1108 mm kinderen 11-14 jaar oud.
1050 mm hoogte rolstoelgebruiker.
• Minimale vrije ruimten zijn: boven, 30 mm; zijkanten, 220 mm.
De ruimte tussen de unit en de vloer moet vrij zijn.
• Meet de plaats op de muur. Als de kabelingang aan de achterkant
moet komen, dan moet de stroomkabel aan de muur in lijn zijn met
de kabelingang aan de achterzijde in de achterplaat.
• Markeer de plaats op de muur met een potlood. Gebruik de
achterplaat om de plaats waar de vier bevestigingspunten moeten
komen te markeren.
• Boor gaten.
• Bevestig de optionele achterplaat als dit nodig is.
3.1
Kabelingang achterkant.
Bevestig de achterplaat tegen de muur.
Bevestig de achterplaat stevig tegen de muur met
bevestigingsmateriaal dat voor het type muur en het gewicht van
de unit geschikt is. Gebruik geen verzonken schroeven. Draai het
bevestigingsmateriaal nog niet muurvast. Doe dit pas nadat de
stroomkabel is vastgezet.
Breng de stroomkabel aan.
• Snij het gat in de rubberen kabeldoorvoer op maat. Laat het gat
kleiner dan de diameter van de kabel om ervoor te zorgen dat de
kabel nauwsluitend past.
• Trek de kabel door de doorvoer heen. Zorg ervoor dat de kabel
lang genoeg is, zodat deze goed door de achterplaat naar het
aansluitblok kan lopen. De kabel moet in het daarvoor bestemde
kanaal worden gestoken.
• Steek de kabeldoorvoer in de achterplaat. Zorg ervoor dat deze
vast zit.
• Draai de schroeven in de achterplaat.
• Ga verder bij stap 4 ‘Op het aansluitblok aansluiten’.
3.2
Kabelingang zijkant.
BELANGRIJK
De kabelingang kan zowel aan de linker-als de rechterkant worden
gemaakt. Beslis voordat u begint waar deze moet komen. De unit is
ontworpen voor slechts één kabelingang aan de zijkant.
OPMERKING:
Als voor de optie van de kabelingang aan de zijkant
is gekozen, dan moet er een vijfde gat in de muur worden geboord.

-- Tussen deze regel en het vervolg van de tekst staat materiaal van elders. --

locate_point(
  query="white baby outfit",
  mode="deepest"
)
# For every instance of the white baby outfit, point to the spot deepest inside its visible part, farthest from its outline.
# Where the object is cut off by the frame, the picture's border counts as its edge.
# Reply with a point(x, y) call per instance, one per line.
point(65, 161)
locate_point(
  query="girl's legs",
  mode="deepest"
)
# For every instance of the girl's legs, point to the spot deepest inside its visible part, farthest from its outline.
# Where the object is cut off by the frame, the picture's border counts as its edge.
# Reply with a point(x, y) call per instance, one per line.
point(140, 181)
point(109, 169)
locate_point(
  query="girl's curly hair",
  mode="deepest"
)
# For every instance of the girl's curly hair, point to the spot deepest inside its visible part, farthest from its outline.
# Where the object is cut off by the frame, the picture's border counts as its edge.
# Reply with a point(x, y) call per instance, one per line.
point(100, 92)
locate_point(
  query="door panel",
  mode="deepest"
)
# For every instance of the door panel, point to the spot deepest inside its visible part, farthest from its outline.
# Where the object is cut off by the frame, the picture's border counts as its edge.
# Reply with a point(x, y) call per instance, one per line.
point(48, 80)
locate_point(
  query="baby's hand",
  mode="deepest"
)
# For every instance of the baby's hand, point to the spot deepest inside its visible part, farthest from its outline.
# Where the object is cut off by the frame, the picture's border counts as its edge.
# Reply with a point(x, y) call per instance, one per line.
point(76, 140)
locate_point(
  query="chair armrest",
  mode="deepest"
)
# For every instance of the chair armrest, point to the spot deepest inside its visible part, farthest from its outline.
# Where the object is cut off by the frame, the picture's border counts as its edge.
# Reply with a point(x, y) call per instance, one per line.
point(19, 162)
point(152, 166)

Zorg ervoor dat u voor de installatie aan de juiste zijde werkt. Het
uitbreekbare gedeelte op het basisonderdeel moet aansluiten op de
zijsteun op de achterplaat. Zodra het uitbreekbare paneel van de
basisonderdeel is verwijderd, is er geen mogelijkheid meer om van
zijden te wisselen.
• Zorg ervoor dat u alleen aan die zijkant werkt die u hebt gekozen
voor het aanbrengen van de kabelingang.
• Gebruik een waterpomptang om slechts één van de
voorgemarkeerde, uitbreekbare panelen, aan de juiste zijkant van
het basisonderdeel, er voorzichtig uit te wippen. Lijn uit naar een
van de randen en breek een oorspronkelijk deel van het paneel af.
• Lijn uit naar de andere kant van de rand en breek een
oorspronkelijk deel van het paneel af.
• Breek het gehele deel vanuit het midden af.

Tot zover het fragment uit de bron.